Theory of Phenomenological Coefficients in Solid-State Diffusion. III. Limiting Law Conductance for Pure Ionic Crystals

Abstract

The cycle diagrams of the previously derived cluster expansions are studied in detail for pure ionic crystals containing Schottky defects. The chain diagram approximation for the equilibrium pair correlation function is employed throughout. Some diagrams are then zero and the remainder yield, in the continuum limit, the Onsager limiting law for the relaxation effect for the conductance at zero frequency. The coefficient of the correction of lowest order in κa to this limiting law which arises when the cycle diagrams are evaluated allowing for the discreteness of the lattice is determined for the NaCl structure. The predictions of this correction are compared with exact numerical evaluations of the cycle diagrams. The corrections from the time-dependent correlation terms are well approximated by the analytic result and are very close to those predicted by the Pitts ion-size correction for electrolyte solutions. However, the remaining corrections from the time-independent correlation terms are but poorly represented by the analytic result and tend to cancel the other corrections.

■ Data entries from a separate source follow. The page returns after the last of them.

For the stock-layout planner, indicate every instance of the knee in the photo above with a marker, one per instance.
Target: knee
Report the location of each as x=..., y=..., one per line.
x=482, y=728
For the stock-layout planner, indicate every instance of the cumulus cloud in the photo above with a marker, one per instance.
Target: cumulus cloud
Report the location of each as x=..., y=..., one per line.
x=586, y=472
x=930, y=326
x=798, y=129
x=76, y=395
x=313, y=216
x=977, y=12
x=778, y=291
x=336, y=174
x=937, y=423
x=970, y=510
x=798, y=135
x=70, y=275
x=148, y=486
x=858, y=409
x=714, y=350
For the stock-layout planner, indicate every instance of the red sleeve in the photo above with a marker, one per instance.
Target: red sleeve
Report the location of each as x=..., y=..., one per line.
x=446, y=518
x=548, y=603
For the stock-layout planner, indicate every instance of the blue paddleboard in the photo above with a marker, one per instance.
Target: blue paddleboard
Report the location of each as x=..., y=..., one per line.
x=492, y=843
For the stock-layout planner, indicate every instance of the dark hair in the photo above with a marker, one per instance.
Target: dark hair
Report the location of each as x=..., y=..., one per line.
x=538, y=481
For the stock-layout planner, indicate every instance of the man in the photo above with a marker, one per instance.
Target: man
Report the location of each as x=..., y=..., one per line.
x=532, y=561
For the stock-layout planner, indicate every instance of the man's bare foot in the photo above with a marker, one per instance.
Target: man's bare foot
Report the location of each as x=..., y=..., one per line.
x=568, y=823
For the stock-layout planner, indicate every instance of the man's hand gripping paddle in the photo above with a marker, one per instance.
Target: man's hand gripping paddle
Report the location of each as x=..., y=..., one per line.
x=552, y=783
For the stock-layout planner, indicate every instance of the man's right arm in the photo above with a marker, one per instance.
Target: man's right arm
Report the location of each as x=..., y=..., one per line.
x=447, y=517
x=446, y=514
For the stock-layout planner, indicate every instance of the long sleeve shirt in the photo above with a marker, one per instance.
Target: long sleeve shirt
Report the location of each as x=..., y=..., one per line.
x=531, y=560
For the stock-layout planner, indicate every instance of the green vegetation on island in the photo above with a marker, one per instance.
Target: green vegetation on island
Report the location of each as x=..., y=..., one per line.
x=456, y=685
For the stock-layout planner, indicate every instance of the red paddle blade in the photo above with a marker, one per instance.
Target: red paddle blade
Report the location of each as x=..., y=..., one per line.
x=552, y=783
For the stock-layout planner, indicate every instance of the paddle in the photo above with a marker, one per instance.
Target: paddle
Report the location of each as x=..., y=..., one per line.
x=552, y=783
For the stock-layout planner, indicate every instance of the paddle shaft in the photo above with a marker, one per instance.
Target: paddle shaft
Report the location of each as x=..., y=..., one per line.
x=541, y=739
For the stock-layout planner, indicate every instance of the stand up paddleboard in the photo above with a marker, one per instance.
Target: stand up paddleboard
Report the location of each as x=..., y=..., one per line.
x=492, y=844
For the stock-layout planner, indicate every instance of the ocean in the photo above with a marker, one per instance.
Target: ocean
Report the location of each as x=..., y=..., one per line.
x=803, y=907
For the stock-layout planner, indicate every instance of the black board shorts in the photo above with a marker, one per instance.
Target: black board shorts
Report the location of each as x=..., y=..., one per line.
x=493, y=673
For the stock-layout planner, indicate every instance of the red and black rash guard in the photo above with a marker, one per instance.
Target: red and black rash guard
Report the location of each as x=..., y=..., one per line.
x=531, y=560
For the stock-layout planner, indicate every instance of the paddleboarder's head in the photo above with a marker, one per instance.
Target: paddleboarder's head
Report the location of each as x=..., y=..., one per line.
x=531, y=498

It is concluded that the major approximation in the use of the Onsager limiting law is the use of the chain diagram approximation for the pair correlation function (equivalent to the Debye–Hückel linearized result in the continuum limit) and this is probably relatively more important than effects arising from the discreteness of the lattice or corrections arising from the dynamics of vacancy pairs, triplets, etc. Further numerical study of this point is required. The generalization of the results to Frenkel defects is considered briefly but without detailed results.